The Archdiocese of New Orleans has announced the “difficult and painful decision” to consolidate 11 parish communities, permanently close seven churches, and consolidate three territories in the coming months to ensure sustainability and vitality.

Archbishop Gregory Aymond made the announcement in an Oct. 29 letter that was read at every Mass at all parishes in the archdiocese last weekend.

This consolidation plan will close 10% of the archdiocese’s 111 parishes and is its largest restructuring plan since the aftermath of Hurricane Katrina in 2005 when the archdiocese merged 40 parishes and closed 27 of its churches.

The New Orleans Archdiocese began an official pastoral planning process more than a year ago to evaluate the challenges the archdiocese was facing due to declining enrollment numbers and many factors out of its control — natural disasters such as floods and hurricanes over the past decade, the COVID-19 pandemic, the challenges of Hurricane Ida recovery, inflation, and skyrocketing property insurance rates.

Aymond said the consolidation followed an intense period of discernment using data on the sacramental, pastoral programming and the realities of each parish’s unique situation. Pastors, lay parish leadership, and parishioners were invited into dialogue to determine how to address the challenges facing them.

“These are difficult and painful decisions for everyone involved,” Aymond said in his letter to the faithful. “When I returned home to New Orleans in 2009, I never imagined I would be in the situation of having to merge parishes. This is something we must do for the good of the local Church, and something that is being done in Catholic dioceses around the country.”
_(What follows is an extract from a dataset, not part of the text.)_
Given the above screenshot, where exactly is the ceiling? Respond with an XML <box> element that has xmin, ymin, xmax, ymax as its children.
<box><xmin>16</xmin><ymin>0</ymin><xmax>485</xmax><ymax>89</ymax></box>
“I have prayed about this a great deal and have spoken with many trusted advisers and truly believe the Holy Spirit is leading us for the good of the people of God in the Archdiocese of New Orleans,” he added.

Two parishes, Our Lady of Divine Providence in Metairie and Christ the King in Terrytown, have made significant progress in addressing and planning for their challenges over the past year and will remain open, the archdiocese announced.

There are four instances where two parishes are merging into one, and one instance where three parishes are merging into one:

  • Our Lady of the Angels Church in Waggaman will merge with St. Bonaventure Church in Avondale to become one new parish with a new name.
  • St. Gertrude the Great Church in Des Allemands and St. John the Baptist Church in Paradis will merge to become one new parish with a new name.
  • St. John Bosco Church and St. Rosalie Church, both in Harvey, will become one parish with a new name.
  • St. Mary of the Angels Church and Our Lady Star of the Sea Church, both in New Orleans, will come together as one new parish with a new name.
  • Transfiguration of the Lord Church, St. James Major Church, and St. Gabriel Church in New Orleans will merge as one new parish with a new name.

In two instances, the parish territory will be merged into neighboring parishes:

  • St. Theresa of Avila Church in New Orleans will close. It will have its territory divided and merged into St. Patrick Church on Camp Street in the Warehouse District and St. Alphonsus Church on Constance Street in the Lower Garden District of New Orleans. St. Theresa of Avila Church celebrated its 175th anniversary this year.
  • St. Hubert Church in Garyville, which will be merged into St. Peter Church in Reserve. St. Hubert Church will remain open for one Mass each weekend.

All of the mergers will be effective beginning July 1, 2024.

Understandably, reactions to the news of the closures and consolidations have been marked by many emotions.

Former Orleans Parish Sheriff Marlin Gusman, a longtime lector at St. James Major Church in Gentilly, attended the vigil Mass on Oct. 28. In a report by, he said parishioners were saddened by the announcement, as the church has been in existence for over 100 years.

“It was not good news,” he said. “It was not a joyous day.”

Chad Sherman, a parish council member of St. John Bosco Church, said in the report that that he attended two weekend Masses at his parish and another at St. Rosalie Parish last weekend to see the reaction of parishioners upon the announcement of the merger.

He said he is disappointed, as both parishes have known for months that their finances were under scrutiny and have been trying to come up with a plan. He wishes they had been given more time.

“But in some ways, I think this is a new beginning and how we deal with it will be up to the people,” Sherman said.

The Archdiocese of New Orleans, which filed for Chapter 11 Bankruptcy in 2020 in the wake of the clergy abuse scandal, faces the settlement of 500 sex abuse claims with the potential to cost the archdiocese more than $100 million. In a Sept. 8 letter, Aymond wrote that “parishes, schools, and ministries” will be asked for monetary contributions to protect their assets during the bankruptcy proceedings.

Aymond concluded by asking for prayer for these communities as they move through this time of transition. “Let us pray, too, for all of us as a local Church, may the Holy Spirit continue to guide each of us as we strive for holiness, seek a deeper encounter with Christ each day and witness with joy in our parish life.”